Cette dernière figure suggère d’ailleurs que la mode, loin d’être une frise linéaire au cours de laquelle les tendances se succèdent, forme un cycle, une boucle. Selon les époques, diverses représentations de la femme se répandent. On prête à la féminité tout un panel d’attributs qui forment autant de références et de canons à endosser. Ces archétypes se trouvent sacralisés pour un temps, avant d’être destitués, dépassés, et de tomber en désuétude… Puis d’être réactivés, et de revenir sur le devant de la scène sous une forme hybride.

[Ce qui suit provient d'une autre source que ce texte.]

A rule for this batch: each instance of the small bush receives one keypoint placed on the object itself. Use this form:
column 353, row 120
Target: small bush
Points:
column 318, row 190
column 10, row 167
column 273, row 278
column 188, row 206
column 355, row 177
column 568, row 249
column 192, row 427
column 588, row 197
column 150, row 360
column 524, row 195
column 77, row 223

On remarque par exemple que le corps « brindille » des années 1960 se réactualise avec Kate Moss vers 1995, que le corps moderne et sportif apparu à l’orée de 1930 se retrouve dans la musculature que sculptent les exercices de fitness de Jane Fonda en 1980, ou que les formes généreuses des stars de 1950 (Marilyn Monroe, Sophia Loren, Brigitte Bardot) se réincarnent aujourd’hui dans la poitrine opulente de Pamela Anderson ou le fessier rebondi de Kim Kardashian.

Des icônes aguicheuses

Mais la rhétorique d’une image dynamique, dans l’air du temps, constitue également un rouage essentiel des stratégies commerciales. Quels codes et quelles recettes mettre en œuvre pour draguer, happer le regard du lecteur, et fasciner, marquer l’esprit du spectateur ? On s’aperçoit que cette imagerie de mode, exclusivement façonnée par des photographes masculins (à l’exception de Diane Arbus ici) fait de la femme un objet de désir, une icône qui se doit de laisser son empreinte dans la mémoire collective, en tant que symbole de son époque. L’héroïsation et la starification des mannequines, dont les Supermodels d’Herb Ritts sont particulièrement symptomatiques de ce phénomène depuis les années 1980, ne font d’ailleurs qu’accroître notre admiration pour la mode. Leurs corps sont adulés, le processus d’identification au canon qu’ils véhiculent s’intensifie. Le mécanisme de la mimésis atteint son paroxysme et, en somme, c’est désormais l’image qui sert de modèle au réel : c’est à elle que l’on se mesure, c’est à elle que l’on tente de ressembler.